Aunque sea desde fuera, claro, porque las gentes se marcharon de Abejera hacia Asturias, Madrid o, en el caso de la familia de Óscar y Víctor, rumbo a Zamora capital. «Como ahora casi todo es telemático, lo podemos hacer desde allí», recalca el responsable de El Castro, que entró al colectivo con el fin de moverse más institucionalmente y de darle vuelo a «una tradición que es identidad para el pueblo», que Abejera siente «muy dentro» y que pretende dar a conocer sin que pierda la esencia. En ese equilibrio tendrá que manejarse con la nueva declaración.
Precisamente, en cuanto al sello turístico, Óscar admite que el proceso no ha sido sencillo. Han sido cuatro años para hacer la memoria, recabar testimonios grabados y escritos, juntar la documentación y presentarlo. «Nosotros siempre hemos considerado que esta es una tradición que necesitamos preservar y, al final, quieras o no, la declaración de Interés Turístico de Castilla y León te da una visibilidad que te hace acceder también a unas ayudas para mantener la mascarada», argumenta el organizador de Los Cencerrones.

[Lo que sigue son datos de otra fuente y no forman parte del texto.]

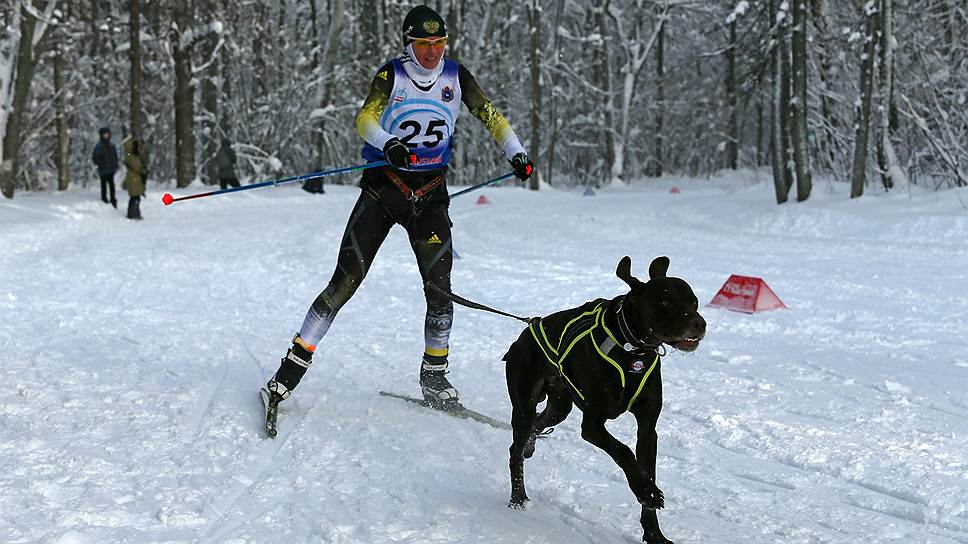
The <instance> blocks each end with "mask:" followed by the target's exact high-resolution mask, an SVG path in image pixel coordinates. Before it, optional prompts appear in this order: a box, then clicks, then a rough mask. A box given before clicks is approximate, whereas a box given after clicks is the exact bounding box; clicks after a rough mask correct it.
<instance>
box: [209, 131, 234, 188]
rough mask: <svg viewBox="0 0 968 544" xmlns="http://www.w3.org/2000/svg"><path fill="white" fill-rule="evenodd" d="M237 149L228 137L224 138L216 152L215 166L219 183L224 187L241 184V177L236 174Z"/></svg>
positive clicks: (219, 186) (222, 140) (223, 138)
mask: <svg viewBox="0 0 968 544" xmlns="http://www.w3.org/2000/svg"><path fill="white" fill-rule="evenodd" d="M235 161H236V157H235V150H233V149H232V142H230V141H229V139H228V138H222V145H221V146H220V147H219V148H218V153H216V154H215V166H216V167H217V169H218V184H219V187H221V188H222V189H226V188H228V187H229V186H230V185H231V186H232V187H238V186H239V178H238V176H236V175H235Z"/></svg>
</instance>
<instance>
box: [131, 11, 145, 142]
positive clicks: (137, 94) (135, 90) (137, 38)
mask: <svg viewBox="0 0 968 544" xmlns="http://www.w3.org/2000/svg"><path fill="white" fill-rule="evenodd" d="M128 10H129V11H128V36H129V41H130V46H129V48H128V63H129V64H130V65H131V82H130V87H131V88H130V93H129V97H130V103H129V105H128V122H129V123H130V125H131V135H132V136H133V137H135V138H144V135H145V132H144V130H145V129H144V126H145V123H144V112H143V111H142V110H143V109H144V107H143V106H142V100H141V96H142V70H141V0H129V4H128Z"/></svg>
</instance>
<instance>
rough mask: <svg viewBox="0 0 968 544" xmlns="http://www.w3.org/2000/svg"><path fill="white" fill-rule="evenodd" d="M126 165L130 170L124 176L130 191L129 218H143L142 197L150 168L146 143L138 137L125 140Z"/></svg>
mask: <svg viewBox="0 0 968 544" xmlns="http://www.w3.org/2000/svg"><path fill="white" fill-rule="evenodd" d="M123 149H124V166H125V168H127V170H128V172H127V173H126V174H125V176H124V184H123V185H122V186H123V187H124V189H125V190H127V191H128V197H129V200H128V219H143V218H142V217H141V197H143V196H144V194H145V185H146V184H147V180H148V168H147V165H145V147H144V143H142V142H141V140H138V139H131V140H128V141H126V142H124V146H123Z"/></svg>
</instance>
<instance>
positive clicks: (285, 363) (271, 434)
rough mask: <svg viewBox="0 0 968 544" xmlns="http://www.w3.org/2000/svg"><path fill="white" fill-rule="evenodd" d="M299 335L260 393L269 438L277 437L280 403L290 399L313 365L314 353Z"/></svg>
mask: <svg viewBox="0 0 968 544" xmlns="http://www.w3.org/2000/svg"><path fill="white" fill-rule="evenodd" d="M298 339H299V335H298V334H297V335H296V336H294V337H293V339H292V347H291V348H289V351H287V352H286V356H285V357H283V358H282V361H281V362H280V364H279V370H277V371H276V373H275V374H274V375H273V376H272V378H270V379H269V381H268V382H266V385H265V387H263V388H262V389H261V390H260V391H259V395H260V396H261V397H262V403H263V404H264V405H265V409H266V413H265V416H266V417H265V428H266V435H268V436H269V438H275V437H276V433H277V431H276V420H277V419H278V416H279V403H280V402H282V401H284V400H286V399H287V398H289V395H290V394H291V393H292V390H293V389H295V387H296V384H298V383H299V380H301V379H302V377H303V375H304V374H306V370H307V369H308V368H309V365H311V364H312V363H313V352H311V351H309V350H308V349H306V348H305V347H304V346H303V344H302V343H301V342H298V341H297V340H298Z"/></svg>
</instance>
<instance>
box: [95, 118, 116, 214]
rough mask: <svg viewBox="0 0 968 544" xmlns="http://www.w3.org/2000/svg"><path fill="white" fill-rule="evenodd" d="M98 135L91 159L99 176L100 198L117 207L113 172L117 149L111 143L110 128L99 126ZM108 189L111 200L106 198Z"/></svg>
mask: <svg viewBox="0 0 968 544" xmlns="http://www.w3.org/2000/svg"><path fill="white" fill-rule="evenodd" d="M98 135H99V137H100V138H99V140H98V142H97V145H95V146H94V154H93V155H92V156H91V160H93V161H94V164H95V165H97V175H98V176H100V178H101V200H103V201H104V203H105V204H107V203H110V204H111V205H112V206H114V207H115V208H117V207H118V201H117V199H115V198H114V174H115V172H117V171H118V149H117V148H116V147H114V144H113V143H111V129H109V128H108V127H101V128H100V129H98ZM108 189H110V195H111V200H108Z"/></svg>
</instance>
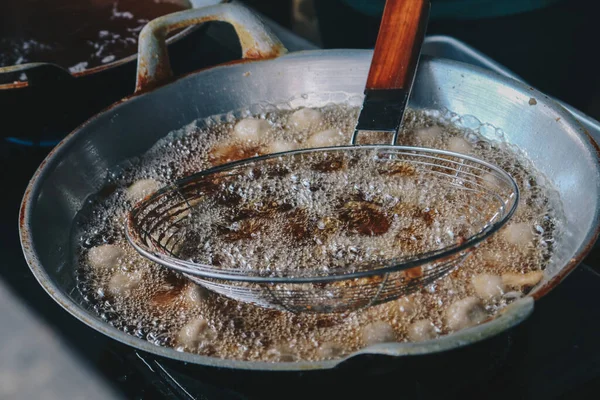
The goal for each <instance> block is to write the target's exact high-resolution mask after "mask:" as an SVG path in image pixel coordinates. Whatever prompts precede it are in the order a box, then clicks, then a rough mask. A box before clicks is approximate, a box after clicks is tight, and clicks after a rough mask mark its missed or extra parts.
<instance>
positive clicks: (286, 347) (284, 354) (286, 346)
mask: <svg viewBox="0 0 600 400" xmlns="http://www.w3.org/2000/svg"><path fill="white" fill-rule="evenodd" d="M267 358H268V359H269V360H270V361H273V362H293V361H296V359H297V358H298V357H297V356H296V354H295V353H294V351H293V350H292V349H291V348H290V347H289V346H288V345H287V344H281V345H278V346H274V347H271V348H270V349H269V350H267Z"/></svg>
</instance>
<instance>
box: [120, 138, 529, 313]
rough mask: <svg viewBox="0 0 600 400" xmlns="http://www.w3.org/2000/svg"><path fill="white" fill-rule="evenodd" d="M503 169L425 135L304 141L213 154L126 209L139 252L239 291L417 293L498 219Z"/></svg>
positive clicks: (357, 297)
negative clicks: (409, 138) (347, 144)
mask: <svg viewBox="0 0 600 400" xmlns="http://www.w3.org/2000/svg"><path fill="white" fill-rule="evenodd" d="M518 197H519V192H518V187H517V185H516V183H515V182H514V180H513V179H512V178H511V176H510V175H509V174H507V173H506V172H505V171H503V170H502V169H500V168H498V167H496V166H494V165H492V164H489V163H487V162H485V161H482V160H478V159H476V158H473V157H470V156H467V155H463V154H457V153H452V152H448V151H442V150H434V149H428V148H416V147H404V146H390V145H365V146H341V147H331V148H319V149H306V150H296V151H291V152H287V153H280V154H271V155H267V156H261V157H256V158H252V159H247V160H242V161H238V162H234V163H230V164H226V165H223V166H219V167H215V168H212V169H209V170H206V171H203V172H201V173H198V174H195V175H192V176H190V177H188V178H185V179H183V180H180V181H178V182H175V183H173V184H172V185H170V186H168V187H165V188H163V189H161V190H160V191H158V192H156V193H155V194H154V195H151V196H149V197H148V198H147V199H145V200H143V201H142V202H140V203H138V204H137V205H136V206H135V207H134V208H133V209H132V211H131V212H130V215H129V218H128V224H127V237H128V239H129V241H130V243H131V244H132V245H133V246H134V247H135V248H136V250H137V251H138V252H139V253H141V254H142V255H143V256H145V257H147V258H149V259H151V260H153V261H155V262H157V263H160V264H162V265H164V266H166V267H169V268H171V269H174V270H177V271H180V272H182V273H183V274H184V275H185V276H187V277H188V278H189V279H191V280H193V281H195V282H196V283H198V284H200V285H202V286H204V287H206V288H208V289H210V290H212V291H214V292H217V293H220V294H222V295H225V296H227V297H230V298H233V299H235V300H239V301H244V302H250V303H254V304H257V305H260V306H265V307H273V308H278V309H283V310H288V311H292V312H322V313H327V312H344V311H347V310H353V309H357V308H361V307H368V306H372V305H375V304H379V303H383V302H386V301H390V300H393V299H396V298H398V297H401V296H404V295H407V294H409V293H411V292H414V291H416V290H418V289H420V288H423V287H424V286H425V285H428V284H430V283H431V282H433V281H435V280H436V279H438V278H441V277H443V276H444V275H446V274H448V273H449V272H450V271H451V270H452V269H453V268H455V267H456V266H458V265H459V263H460V262H461V261H462V260H463V259H464V258H465V257H466V256H467V255H468V254H469V253H470V252H471V251H473V250H474V249H475V248H476V246H477V245H478V244H479V243H481V241H483V240H484V239H486V238H487V237H489V236H490V235H491V234H493V233H494V232H495V231H497V230H498V229H499V228H501V227H502V226H503V225H504V224H505V223H506V222H507V221H508V220H509V218H510V217H511V215H512V214H513V212H514V211H515V209H516V207H517V203H518Z"/></svg>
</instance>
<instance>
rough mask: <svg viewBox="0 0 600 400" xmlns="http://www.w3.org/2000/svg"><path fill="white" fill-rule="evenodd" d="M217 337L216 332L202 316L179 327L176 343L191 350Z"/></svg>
mask: <svg viewBox="0 0 600 400" xmlns="http://www.w3.org/2000/svg"><path fill="white" fill-rule="evenodd" d="M216 338H217V333H216V332H215V331H214V330H213V329H212V328H211V327H210V325H208V322H206V320H205V319H204V318H202V317H199V318H196V319H193V320H191V321H190V322H188V323H187V324H185V325H184V326H183V328H181V330H180V331H179V333H178V334H177V344H179V345H180V346H183V347H185V348H187V349H190V350H193V349H195V348H198V347H205V346H206V345H210V343H211V342H212V341H213V340H215V339H216Z"/></svg>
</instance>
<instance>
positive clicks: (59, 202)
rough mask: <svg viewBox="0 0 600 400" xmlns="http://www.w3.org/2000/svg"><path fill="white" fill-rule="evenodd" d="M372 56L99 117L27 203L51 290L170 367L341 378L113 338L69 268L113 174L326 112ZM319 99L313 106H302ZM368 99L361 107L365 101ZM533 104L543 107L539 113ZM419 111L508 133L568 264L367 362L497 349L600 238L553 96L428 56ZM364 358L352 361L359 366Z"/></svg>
mask: <svg viewBox="0 0 600 400" xmlns="http://www.w3.org/2000/svg"><path fill="white" fill-rule="evenodd" d="M371 56H372V52H371V51H367V50H339V51H338V50H328V51H309V52H300V53H292V54H289V55H286V56H282V57H279V58H276V59H272V60H267V61H258V62H249V63H240V64H234V65H228V66H221V67H216V68H213V69H209V70H205V71H201V72H198V73H194V74H191V75H188V76H186V77H183V78H180V79H178V80H176V81H175V82H173V83H171V84H169V85H166V86H163V87H160V88H158V89H155V90H154V91H151V92H148V93H145V94H141V95H137V96H134V97H132V98H130V99H129V100H127V101H125V102H122V103H120V104H118V105H115V106H113V107H112V108H110V109H108V110H107V111H105V112H103V113H101V114H99V115H98V116H96V117H94V118H93V119H91V120H90V121H88V122H87V123H86V124H84V125H83V126H81V127H80V128H79V129H77V130H76V131H75V132H73V133H72V134H71V135H69V136H68V137H67V138H66V139H65V140H64V141H63V142H62V143H61V144H60V145H59V146H57V148H56V149H55V151H54V152H53V153H52V154H51V155H49V157H48V158H47V159H46V161H45V162H44V164H42V166H40V169H38V171H37V172H36V175H35V176H34V178H33V179H32V181H31V183H30V185H29V188H28V191H27V193H26V194H25V197H24V200H23V206H22V209H21V226H20V228H21V239H22V244H23V248H24V253H25V256H26V258H27V261H28V263H29V265H30V267H31V269H32V271H33V273H34V274H35V276H36V277H37V279H38V280H39V282H40V283H41V284H42V286H43V287H44V288H45V289H46V290H47V291H48V292H49V293H50V295H51V296H52V297H53V298H54V299H55V300H56V301H57V302H59V303H60V304H61V305H62V306H63V307H64V308H66V309H67V310H68V311H69V312H71V313H72V314H73V315H74V316H76V317H77V318H79V319H80V320H82V321H83V322H85V323H86V324H88V325H90V326H92V327H93V328H94V329H96V330H98V331H100V332H103V333H104V334H106V335H109V336H111V337H113V338H114V339H116V340H119V341H121V342H123V343H126V344H128V345H131V346H133V347H136V348H138V349H141V350H144V351H146V352H150V353H154V354H157V355H160V356H164V357H168V358H172V359H176V360H181V361H186V362H191V363H197V364H203V365H212V366H222V367H232V368H242V369H258V370H306V369H326V368H332V367H334V366H336V365H337V364H339V363H340V360H337V361H326V362H298V363H262V362H246V361H234V360H222V359H218V358H212V357H205V356H198V355H192V354H188V353H180V352H176V351H175V350H172V349H168V348H161V347H157V346H155V345H153V344H150V343H149V342H146V341H144V340H141V339H138V338H135V337H133V336H130V335H127V334H125V333H123V332H120V331H118V330H116V329H114V328H113V327H112V326H110V325H109V324H107V323H105V322H103V321H101V320H100V319H99V318H98V317H97V316H96V315H95V314H94V313H93V312H92V311H90V310H89V309H88V308H87V306H86V305H85V303H84V302H83V300H82V299H81V297H80V295H79V293H78V291H77V290H76V288H75V281H74V272H73V266H72V265H71V263H70V261H69V260H70V258H71V256H70V254H69V247H68V243H69V234H70V228H71V222H72V220H73V218H74V216H75V214H76V213H77V211H78V210H79V209H80V208H81V206H82V204H83V203H84V201H85V199H86V198H87V197H88V196H89V195H91V194H93V193H95V192H97V191H98V190H99V189H100V188H101V187H102V185H103V184H104V182H105V179H106V173H107V170H109V169H111V168H112V167H114V166H115V165H117V164H119V163H122V162H123V161H125V160H127V159H130V158H132V157H135V156H139V155H140V154H142V153H144V152H145V151H146V150H148V149H149V148H150V147H151V146H152V145H153V144H154V143H155V142H156V141H157V140H159V139H161V138H162V137H164V136H165V135H166V134H167V133H168V132H170V131H172V130H175V129H179V128H181V127H182V126H184V125H186V124H189V123H190V122H191V121H193V120H195V119H197V118H202V117H206V116H210V115H214V114H221V113H226V112H229V111H231V110H235V109H241V108H246V107H248V106H249V105H253V104H259V103H269V104H280V103H285V102H288V101H290V100H291V99H293V101H292V105H294V106H301V105H304V106H320V105H323V104H326V103H328V102H330V101H339V100H340V99H343V98H347V97H349V96H350V97H351V96H354V98H359V99H360V96H361V93H362V91H363V89H364V85H365V82H366V77H367V73H368V69H369V65H370V59H371ZM301 94H308V96H301ZM357 96H358V97H357ZM531 98H535V100H536V104H535V105H530V102H531V103H533V102H532V101H530V100H531ZM410 105H411V106H412V107H414V108H425V109H443V108H446V109H449V110H451V111H454V112H456V113H458V114H461V115H465V114H470V115H473V116H476V117H477V118H478V119H479V120H481V121H483V122H488V123H491V124H493V125H494V126H496V127H500V128H503V129H504V131H505V133H506V137H507V139H508V140H509V141H510V142H512V143H514V144H516V145H517V146H519V147H520V148H521V149H522V150H524V151H525V152H526V153H527V155H528V157H529V158H530V159H531V160H532V161H533V162H534V164H535V166H536V167H537V168H538V169H539V170H540V171H542V172H543V173H544V174H545V175H546V176H547V177H548V178H549V179H550V180H551V181H552V182H553V183H554V185H555V186H556V188H557V189H558V190H559V192H560V195H561V197H562V202H563V206H564V211H565V214H566V225H565V231H566V232H568V234H564V235H561V237H560V238H558V240H559V242H560V243H559V245H560V248H561V249H562V250H561V252H560V254H558V256H557V257H555V258H554V260H553V262H552V265H550V266H549V267H548V268H547V271H546V275H547V276H546V278H545V279H544V281H543V282H542V283H541V284H540V285H538V287H536V288H535V289H534V291H532V293H531V295H530V296H527V297H525V298H524V299H522V300H520V301H518V302H515V303H513V305H512V306H511V307H509V308H507V310H506V311H505V312H504V313H503V314H502V315H501V316H500V317H498V318H496V319H494V320H492V321H490V322H487V323H484V324H482V325H479V326H477V327H474V328H470V329H467V330H464V331H461V332H458V333H456V334H453V335H448V336H445V337H442V338H439V339H436V340H432V341H428V342H422V343H396V344H381V345H377V346H372V347H369V348H366V349H363V350H362V351H361V352H360V353H376V354H387V355H393V356H403V355H417V354H428V353H435V352H440V351H443V350H448V349H453V348H456V347H461V346H464V345H467V344H469V343H473V342H477V341H480V340H482V339H484V338H488V337H491V336H494V335H497V334H498V333H500V332H502V331H504V330H506V329H508V328H510V327H512V326H514V325H516V324H518V323H519V322H520V321H522V320H523V319H525V318H526V317H527V316H528V315H529V314H530V313H531V312H532V310H533V303H534V302H533V299H534V298H537V297H540V296H542V295H544V294H545V293H546V292H547V291H548V290H550V289H551V288H552V287H553V286H555V285H556V284H557V283H558V282H559V281H560V280H561V279H562V278H564V276H566V274H567V273H568V272H570V271H571V270H572V269H573V268H574V267H575V266H576V265H577V264H578V263H579V261H580V260H581V258H582V257H583V256H584V255H585V254H586V253H587V251H588V250H589V247H590V246H591V244H592V243H593V242H594V241H595V239H596V237H597V225H598V200H599V198H600V184H599V182H600V180H599V165H598V157H597V151H596V147H595V143H594V142H593V141H592V140H591V139H590V138H589V137H588V136H587V134H586V133H585V131H584V130H583V129H582V128H581V127H580V126H579V125H578V124H577V122H576V121H575V120H574V119H573V118H572V117H571V115H570V114H568V112H567V111H565V110H564V109H562V108H561V107H560V106H558V105H557V104H556V103H554V102H553V101H551V100H550V99H549V98H547V97H546V96H544V95H543V94H541V93H539V92H537V91H535V90H533V89H531V88H529V87H527V86H525V85H523V84H521V83H519V82H516V81H513V80H510V79H507V78H503V77H500V76H499V75H496V74H494V73H490V72H487V71H485V70H483V69H478V68H476V67H473V66H469V65H466V64H461V63H456V62H453V61H449V60H442V59H432V58H428V57H423V59H422V61H421V63H420V66H419V70H418V74H417V78H416V80H415V84H414V89H413V94H412V98H411V100H410ZM360 353H355V354H354V355H351V356H349V357H354V356H360V355H359V354H360Z"/></svg>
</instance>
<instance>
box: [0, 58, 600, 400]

No en vano, mantener la mascarada no es solo voluntad: «Antes, en los pueblos, siempre había un herrero o un carpintero, pero ahora no queda nada. Entonces, reparar esos trajes cuesta mucho trabajo, cada vez es más difícil. Los materiales son muy caros y somos un pueblo pequeñito», sostiene Óscar, que defiende la necesidad de las aportaciones económicas para acometer esos arreglos y para lanzar proyectos como el del Museo de Los Cencerrones, que esperan abrir en un futuro próximo en la antigua casa de la maestra del pueblo.
80 socios implicados
Para empujar el día a día y las ideas grandes, la asociación cuenta con unos 80 socios. No es poco para un pueblo que no llega a esa cifra de vecinos en invierno. Salvo el 1 de enero, claro. Ese día es un paréntesis evidente. Ahí habrá vecinos, curiosos, etnógrafos, fotógrafos… «Viene mucha gente. Lo único que pedimos es que no se metan en la mascarada. Yo entiendo que quieren tener las tomas que salen espectaculares con la niebla, pero tienen que entender que, por cómo son los trajes, tenemos una visibilidad muy reducida», advierte Óscar.
Minutos más tarde, cuando muestran la máscara, los trajes y el margen de apertura de las tenazas, se entiende bien lo que quieren decir. Óscar y Víctor Río enseñan las piezas con mimo y luego las guardan de vuelta en su sitio. La charla tiene lugar el 15 de noviembre, así que 46 días después llegará su momento. Falta poco para llevar a las calles lo que aprendieron de los ancestros.